La force de son recit tient dans sa part de realite. Les univers qu’il decrit, il les a decouverts a l’occasion de reportages…
Son style incisif, depouille le garde cependant de tomber dans un lyrisme nostalgique. C’est un naturaliste, un temoin. Il y puise dans l’experience sa vision d’une nature humaine ferocement animale et ajoute une touche de surnaturel qui est sa marque personnelle. La derniere scene du livre unit ainsi hommes et chevaux dans une saisissante fantasmagorie. Un superbe memorial gitan.

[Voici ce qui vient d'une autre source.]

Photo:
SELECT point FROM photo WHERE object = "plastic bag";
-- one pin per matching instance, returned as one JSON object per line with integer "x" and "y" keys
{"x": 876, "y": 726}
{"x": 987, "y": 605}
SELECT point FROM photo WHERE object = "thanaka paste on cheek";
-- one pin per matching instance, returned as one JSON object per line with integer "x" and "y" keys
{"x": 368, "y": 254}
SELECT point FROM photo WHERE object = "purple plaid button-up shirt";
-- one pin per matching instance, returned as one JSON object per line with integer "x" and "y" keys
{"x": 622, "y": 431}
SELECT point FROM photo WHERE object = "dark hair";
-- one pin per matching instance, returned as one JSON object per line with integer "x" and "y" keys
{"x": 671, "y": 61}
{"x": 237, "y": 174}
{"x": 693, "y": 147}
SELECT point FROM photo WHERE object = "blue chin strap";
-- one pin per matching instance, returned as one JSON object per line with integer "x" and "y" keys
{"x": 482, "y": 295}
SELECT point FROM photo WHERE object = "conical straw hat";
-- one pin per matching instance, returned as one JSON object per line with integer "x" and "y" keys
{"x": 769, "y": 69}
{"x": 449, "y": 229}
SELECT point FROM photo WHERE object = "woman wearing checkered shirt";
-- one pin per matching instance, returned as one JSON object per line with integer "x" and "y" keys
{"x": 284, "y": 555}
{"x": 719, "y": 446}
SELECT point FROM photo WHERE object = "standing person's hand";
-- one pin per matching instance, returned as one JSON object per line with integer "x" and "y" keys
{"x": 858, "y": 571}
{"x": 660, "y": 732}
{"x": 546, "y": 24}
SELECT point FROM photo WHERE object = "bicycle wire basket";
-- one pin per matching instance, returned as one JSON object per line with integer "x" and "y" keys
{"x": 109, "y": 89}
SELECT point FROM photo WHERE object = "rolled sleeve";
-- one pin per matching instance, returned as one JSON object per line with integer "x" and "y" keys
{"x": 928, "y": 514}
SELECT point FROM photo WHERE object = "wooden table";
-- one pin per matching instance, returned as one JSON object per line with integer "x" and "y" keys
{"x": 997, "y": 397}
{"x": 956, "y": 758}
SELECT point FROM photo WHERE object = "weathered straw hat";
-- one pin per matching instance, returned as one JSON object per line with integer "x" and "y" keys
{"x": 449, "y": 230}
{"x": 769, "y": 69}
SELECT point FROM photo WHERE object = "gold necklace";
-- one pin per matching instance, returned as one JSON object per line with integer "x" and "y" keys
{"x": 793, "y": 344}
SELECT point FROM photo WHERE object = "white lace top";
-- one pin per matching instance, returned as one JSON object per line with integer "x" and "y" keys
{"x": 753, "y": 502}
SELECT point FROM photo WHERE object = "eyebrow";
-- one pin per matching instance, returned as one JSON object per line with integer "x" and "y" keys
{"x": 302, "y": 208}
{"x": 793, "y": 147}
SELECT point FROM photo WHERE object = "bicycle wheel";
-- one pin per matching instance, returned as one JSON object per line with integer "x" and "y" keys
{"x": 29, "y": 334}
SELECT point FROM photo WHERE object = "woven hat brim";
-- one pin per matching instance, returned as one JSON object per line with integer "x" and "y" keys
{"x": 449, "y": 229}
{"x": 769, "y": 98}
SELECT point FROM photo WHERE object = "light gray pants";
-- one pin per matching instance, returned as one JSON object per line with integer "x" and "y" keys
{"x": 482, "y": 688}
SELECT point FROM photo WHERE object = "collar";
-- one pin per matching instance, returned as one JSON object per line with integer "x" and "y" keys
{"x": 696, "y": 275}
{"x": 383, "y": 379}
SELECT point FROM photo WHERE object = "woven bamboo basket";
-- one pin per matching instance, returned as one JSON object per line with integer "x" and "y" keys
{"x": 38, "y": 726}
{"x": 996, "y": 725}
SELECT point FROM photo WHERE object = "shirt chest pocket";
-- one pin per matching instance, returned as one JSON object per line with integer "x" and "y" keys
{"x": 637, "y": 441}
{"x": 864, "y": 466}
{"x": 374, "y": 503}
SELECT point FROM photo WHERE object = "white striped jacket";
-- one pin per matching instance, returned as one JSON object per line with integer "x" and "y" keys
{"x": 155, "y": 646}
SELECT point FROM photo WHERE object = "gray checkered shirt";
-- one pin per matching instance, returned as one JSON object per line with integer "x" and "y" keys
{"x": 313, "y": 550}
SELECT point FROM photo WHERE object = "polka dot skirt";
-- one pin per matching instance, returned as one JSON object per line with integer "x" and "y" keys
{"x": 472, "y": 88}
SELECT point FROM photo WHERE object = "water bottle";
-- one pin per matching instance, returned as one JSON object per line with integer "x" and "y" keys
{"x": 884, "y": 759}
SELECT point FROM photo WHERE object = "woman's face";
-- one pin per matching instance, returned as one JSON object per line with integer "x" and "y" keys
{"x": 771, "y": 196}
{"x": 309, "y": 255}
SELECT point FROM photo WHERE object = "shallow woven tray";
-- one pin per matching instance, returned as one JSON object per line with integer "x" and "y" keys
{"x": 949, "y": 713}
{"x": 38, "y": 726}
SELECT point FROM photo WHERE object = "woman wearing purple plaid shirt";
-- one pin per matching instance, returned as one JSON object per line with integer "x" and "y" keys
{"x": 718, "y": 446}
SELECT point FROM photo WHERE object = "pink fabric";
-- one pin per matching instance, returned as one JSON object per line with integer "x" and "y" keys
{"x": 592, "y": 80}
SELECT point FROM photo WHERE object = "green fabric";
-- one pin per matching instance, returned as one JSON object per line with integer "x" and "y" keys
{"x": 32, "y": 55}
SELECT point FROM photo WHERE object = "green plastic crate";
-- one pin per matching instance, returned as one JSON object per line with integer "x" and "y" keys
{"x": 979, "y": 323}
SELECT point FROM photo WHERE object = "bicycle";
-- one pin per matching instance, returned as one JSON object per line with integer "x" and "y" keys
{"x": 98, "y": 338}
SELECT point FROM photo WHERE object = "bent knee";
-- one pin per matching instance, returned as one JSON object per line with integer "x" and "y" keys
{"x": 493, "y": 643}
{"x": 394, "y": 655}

  • Les courts extraits de livres : 17/10/2006

La ville ouvre un refuge provisoire pour les tziganes sinistres de Ginestous, a un jet de pierre de l’ancien campement devaste. On cherche un employe communal pour s’occuper de ces personnes, leur installation, le controle du branchement des fluides, la surveillance de l’etat sanitaire des lieux. Qui connaissait cette population de voyageurs ? Personne ou presque. Et qui avait envie de la connaitre ? Pas grand monde non plus. Sauf lui, Bartolome, curieux par nature. Qu’est-ce que c’est, un gitan, un manouche, un habitant des roulottes et des caravanes ? C’est ca, lui apprirent quelques livres et documents, un homme en mouvement sur les routes avec ses coutumes propres qu’il ne partage qu’avec ses semblables. Il voulut en savoir plus. Il postula et fut d’autant plus vite investi qu’aucune autre candidature ne vint concurrencer la sienne.
Encore aujourd’hui, trois ans plus tard, sa femme lui demande pourquoi les gitans. Pourquoi avoir voulu aller travailler la-bas avec ces gens ? Qu’est-ce que tu avais besoin ? Et maintenant tu rentres avec cette odeur de la-bas. Avant, l’odeur des feuilles mortes ou de l’herbe tondue, a present, celle du stationnement Je preferais l’herbe ou la feuille. Et ton papa, alors, c’est un gitan aussi ?, voila ce que ses camarades lui demandent, a ton fils.
Bartolome ne replique pas. Il pense simplement que sa femme n’est pas digne de respect lorsqu’elle s’exprime ainsi.